Question

In an AP if
tm =n and tn=m then find tm+n

Answer 1

Answer:

0

Step-by-step explanation:

Given----> In an AP

mth term is n and nth term is m

To find---> (m+n )th term of AP.

Solution----> Let first term of AP be a and common difference be d.

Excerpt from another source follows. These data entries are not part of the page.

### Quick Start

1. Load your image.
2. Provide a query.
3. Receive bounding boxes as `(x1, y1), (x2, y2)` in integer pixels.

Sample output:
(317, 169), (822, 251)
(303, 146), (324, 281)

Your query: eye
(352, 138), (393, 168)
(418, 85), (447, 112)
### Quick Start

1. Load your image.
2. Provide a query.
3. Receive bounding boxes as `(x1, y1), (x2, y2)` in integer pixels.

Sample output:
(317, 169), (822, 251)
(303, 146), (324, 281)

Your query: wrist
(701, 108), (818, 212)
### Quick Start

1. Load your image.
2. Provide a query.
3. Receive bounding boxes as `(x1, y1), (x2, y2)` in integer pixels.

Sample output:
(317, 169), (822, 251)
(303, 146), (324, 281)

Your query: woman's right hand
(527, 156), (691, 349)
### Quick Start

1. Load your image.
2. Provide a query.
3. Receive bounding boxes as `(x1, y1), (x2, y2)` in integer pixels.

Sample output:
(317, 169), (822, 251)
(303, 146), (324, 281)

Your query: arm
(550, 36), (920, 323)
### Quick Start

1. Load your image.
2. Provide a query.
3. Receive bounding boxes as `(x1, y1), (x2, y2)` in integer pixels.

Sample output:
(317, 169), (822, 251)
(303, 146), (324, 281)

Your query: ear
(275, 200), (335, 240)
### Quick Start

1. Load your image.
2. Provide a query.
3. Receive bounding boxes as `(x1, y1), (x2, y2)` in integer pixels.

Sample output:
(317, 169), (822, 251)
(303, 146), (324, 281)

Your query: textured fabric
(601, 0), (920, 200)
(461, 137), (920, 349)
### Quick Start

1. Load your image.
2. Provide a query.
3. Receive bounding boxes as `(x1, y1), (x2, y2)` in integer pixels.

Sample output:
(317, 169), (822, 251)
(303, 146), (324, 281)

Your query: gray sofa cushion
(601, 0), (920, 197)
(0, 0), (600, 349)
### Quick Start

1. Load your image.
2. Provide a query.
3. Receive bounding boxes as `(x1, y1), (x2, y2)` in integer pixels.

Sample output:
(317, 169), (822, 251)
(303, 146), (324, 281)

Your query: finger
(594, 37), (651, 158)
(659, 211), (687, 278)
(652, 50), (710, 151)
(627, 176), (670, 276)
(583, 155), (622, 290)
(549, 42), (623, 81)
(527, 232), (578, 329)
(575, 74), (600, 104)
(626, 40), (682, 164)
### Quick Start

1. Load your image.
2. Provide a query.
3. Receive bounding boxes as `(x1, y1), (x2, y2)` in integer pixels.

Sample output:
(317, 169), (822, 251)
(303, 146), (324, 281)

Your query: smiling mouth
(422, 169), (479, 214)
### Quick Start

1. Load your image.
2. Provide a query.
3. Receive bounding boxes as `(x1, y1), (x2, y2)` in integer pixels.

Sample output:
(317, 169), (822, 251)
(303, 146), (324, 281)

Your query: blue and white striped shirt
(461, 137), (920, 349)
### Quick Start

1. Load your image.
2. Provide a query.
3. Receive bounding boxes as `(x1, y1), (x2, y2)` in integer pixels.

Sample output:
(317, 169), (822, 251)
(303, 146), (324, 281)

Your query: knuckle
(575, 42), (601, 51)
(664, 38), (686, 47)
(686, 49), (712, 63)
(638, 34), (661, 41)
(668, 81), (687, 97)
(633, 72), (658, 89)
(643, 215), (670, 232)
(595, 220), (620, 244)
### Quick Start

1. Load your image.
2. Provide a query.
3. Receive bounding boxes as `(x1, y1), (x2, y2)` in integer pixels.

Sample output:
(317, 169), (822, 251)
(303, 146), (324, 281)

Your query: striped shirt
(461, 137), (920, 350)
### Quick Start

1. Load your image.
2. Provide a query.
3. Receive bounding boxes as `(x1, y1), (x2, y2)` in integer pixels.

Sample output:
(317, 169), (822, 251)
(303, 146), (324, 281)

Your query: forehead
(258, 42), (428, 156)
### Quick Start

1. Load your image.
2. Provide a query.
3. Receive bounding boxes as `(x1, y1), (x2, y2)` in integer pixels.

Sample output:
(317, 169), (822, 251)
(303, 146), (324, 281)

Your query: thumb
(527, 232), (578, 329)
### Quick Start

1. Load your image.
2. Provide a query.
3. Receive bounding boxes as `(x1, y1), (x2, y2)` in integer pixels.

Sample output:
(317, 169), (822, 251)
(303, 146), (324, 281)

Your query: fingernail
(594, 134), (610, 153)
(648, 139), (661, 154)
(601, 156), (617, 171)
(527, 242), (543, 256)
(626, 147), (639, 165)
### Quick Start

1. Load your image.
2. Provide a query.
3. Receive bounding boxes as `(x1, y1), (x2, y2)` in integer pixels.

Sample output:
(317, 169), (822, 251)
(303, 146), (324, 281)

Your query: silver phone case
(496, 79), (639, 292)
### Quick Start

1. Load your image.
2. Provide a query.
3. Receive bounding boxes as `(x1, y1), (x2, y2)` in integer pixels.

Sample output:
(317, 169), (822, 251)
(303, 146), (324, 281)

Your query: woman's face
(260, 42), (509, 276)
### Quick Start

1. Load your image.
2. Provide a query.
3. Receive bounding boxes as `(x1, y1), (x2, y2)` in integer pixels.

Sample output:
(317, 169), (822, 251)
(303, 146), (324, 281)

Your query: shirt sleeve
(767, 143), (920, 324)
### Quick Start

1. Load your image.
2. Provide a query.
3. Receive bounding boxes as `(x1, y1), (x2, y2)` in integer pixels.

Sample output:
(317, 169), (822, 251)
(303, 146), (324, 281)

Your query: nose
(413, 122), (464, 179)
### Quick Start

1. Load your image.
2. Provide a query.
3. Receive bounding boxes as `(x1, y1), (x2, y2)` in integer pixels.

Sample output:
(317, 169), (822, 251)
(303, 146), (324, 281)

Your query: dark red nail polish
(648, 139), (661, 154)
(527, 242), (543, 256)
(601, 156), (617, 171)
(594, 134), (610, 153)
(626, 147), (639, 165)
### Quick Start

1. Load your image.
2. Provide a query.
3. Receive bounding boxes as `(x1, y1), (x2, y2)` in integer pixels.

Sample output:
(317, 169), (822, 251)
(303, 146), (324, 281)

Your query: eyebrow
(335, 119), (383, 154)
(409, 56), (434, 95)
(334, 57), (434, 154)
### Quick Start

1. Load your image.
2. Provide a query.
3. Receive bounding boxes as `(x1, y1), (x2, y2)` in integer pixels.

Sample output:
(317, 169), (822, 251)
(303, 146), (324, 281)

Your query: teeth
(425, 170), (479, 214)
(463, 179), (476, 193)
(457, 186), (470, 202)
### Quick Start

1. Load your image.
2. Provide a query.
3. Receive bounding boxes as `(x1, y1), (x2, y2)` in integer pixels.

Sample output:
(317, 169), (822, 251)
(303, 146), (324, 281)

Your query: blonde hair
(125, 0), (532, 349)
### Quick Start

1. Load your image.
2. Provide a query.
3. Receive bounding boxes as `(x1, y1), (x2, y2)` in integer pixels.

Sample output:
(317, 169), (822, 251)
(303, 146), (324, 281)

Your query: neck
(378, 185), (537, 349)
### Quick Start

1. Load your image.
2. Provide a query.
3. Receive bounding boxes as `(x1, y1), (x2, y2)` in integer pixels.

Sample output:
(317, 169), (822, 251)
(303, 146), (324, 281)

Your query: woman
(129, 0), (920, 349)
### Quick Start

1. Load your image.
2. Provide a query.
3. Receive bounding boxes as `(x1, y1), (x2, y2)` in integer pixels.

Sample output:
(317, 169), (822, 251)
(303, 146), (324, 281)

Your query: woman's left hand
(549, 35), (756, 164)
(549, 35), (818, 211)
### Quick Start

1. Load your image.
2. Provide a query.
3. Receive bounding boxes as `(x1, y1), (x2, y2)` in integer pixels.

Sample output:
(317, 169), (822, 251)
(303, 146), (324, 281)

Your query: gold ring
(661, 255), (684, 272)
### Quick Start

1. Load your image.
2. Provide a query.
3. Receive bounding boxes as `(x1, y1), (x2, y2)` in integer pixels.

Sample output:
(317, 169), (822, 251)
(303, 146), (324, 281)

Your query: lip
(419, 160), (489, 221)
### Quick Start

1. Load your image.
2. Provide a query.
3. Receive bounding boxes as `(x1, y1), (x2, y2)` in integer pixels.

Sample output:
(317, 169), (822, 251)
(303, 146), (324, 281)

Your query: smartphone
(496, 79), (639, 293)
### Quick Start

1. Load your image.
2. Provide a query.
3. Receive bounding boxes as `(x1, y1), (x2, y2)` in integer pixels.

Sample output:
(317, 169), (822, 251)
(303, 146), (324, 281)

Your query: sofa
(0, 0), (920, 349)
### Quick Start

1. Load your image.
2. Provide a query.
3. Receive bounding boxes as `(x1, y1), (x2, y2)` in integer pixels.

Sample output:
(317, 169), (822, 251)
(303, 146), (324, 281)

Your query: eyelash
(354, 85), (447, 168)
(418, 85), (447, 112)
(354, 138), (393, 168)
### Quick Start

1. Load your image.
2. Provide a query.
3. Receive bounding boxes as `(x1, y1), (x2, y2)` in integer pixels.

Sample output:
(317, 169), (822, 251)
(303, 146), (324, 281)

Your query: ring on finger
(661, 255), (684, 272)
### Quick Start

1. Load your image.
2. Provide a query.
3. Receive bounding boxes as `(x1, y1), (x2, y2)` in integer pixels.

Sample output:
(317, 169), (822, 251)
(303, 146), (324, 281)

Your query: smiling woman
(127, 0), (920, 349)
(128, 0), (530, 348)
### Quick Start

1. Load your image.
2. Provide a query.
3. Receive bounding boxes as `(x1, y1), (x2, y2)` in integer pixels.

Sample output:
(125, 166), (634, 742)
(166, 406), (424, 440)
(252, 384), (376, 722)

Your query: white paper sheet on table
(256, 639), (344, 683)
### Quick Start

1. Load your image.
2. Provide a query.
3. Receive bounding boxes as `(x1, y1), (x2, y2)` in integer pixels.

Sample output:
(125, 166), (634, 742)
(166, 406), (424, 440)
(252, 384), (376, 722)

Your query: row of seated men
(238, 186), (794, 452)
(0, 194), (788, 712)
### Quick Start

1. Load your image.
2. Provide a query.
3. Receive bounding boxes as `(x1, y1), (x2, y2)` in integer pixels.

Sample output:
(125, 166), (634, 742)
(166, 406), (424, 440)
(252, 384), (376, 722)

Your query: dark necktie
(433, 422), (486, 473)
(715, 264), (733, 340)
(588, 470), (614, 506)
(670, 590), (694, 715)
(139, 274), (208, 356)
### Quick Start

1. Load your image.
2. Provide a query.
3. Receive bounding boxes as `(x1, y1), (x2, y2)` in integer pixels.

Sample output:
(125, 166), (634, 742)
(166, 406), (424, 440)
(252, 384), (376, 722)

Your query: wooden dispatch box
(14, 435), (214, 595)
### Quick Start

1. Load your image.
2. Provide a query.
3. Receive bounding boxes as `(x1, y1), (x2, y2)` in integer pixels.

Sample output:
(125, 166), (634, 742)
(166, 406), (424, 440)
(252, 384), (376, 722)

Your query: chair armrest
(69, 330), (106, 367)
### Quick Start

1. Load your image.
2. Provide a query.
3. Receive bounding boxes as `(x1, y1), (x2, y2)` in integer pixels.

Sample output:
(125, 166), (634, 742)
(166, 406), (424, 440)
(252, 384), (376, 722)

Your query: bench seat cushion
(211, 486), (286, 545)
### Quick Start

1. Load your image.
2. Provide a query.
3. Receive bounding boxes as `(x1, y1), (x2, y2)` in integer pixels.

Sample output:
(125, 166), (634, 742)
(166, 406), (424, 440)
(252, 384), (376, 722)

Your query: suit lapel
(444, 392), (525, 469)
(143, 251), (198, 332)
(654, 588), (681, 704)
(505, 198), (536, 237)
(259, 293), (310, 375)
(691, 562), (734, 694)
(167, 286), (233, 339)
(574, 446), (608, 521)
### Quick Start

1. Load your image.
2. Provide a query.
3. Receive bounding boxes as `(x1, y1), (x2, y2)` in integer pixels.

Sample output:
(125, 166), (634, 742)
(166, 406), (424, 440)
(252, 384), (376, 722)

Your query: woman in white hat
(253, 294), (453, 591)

Formula of pth term of AP is ,

aₚ = a + ( p - 1 ) d

ATQ, mth term of AP is n , so,

aₘ = n

Applying above formula for mth term , we get

=> a + ( m - 1 ) d = n ..........................( 1 )

ATQ, nth term of AP is m

=> aₙ = m

Apply above formula for nth term , we get,

=> a + ( n - 1 ) d = m .......................( 2 )

Now we solve these two equations

Subtracting equation ( 2 ) from equation ( 1 )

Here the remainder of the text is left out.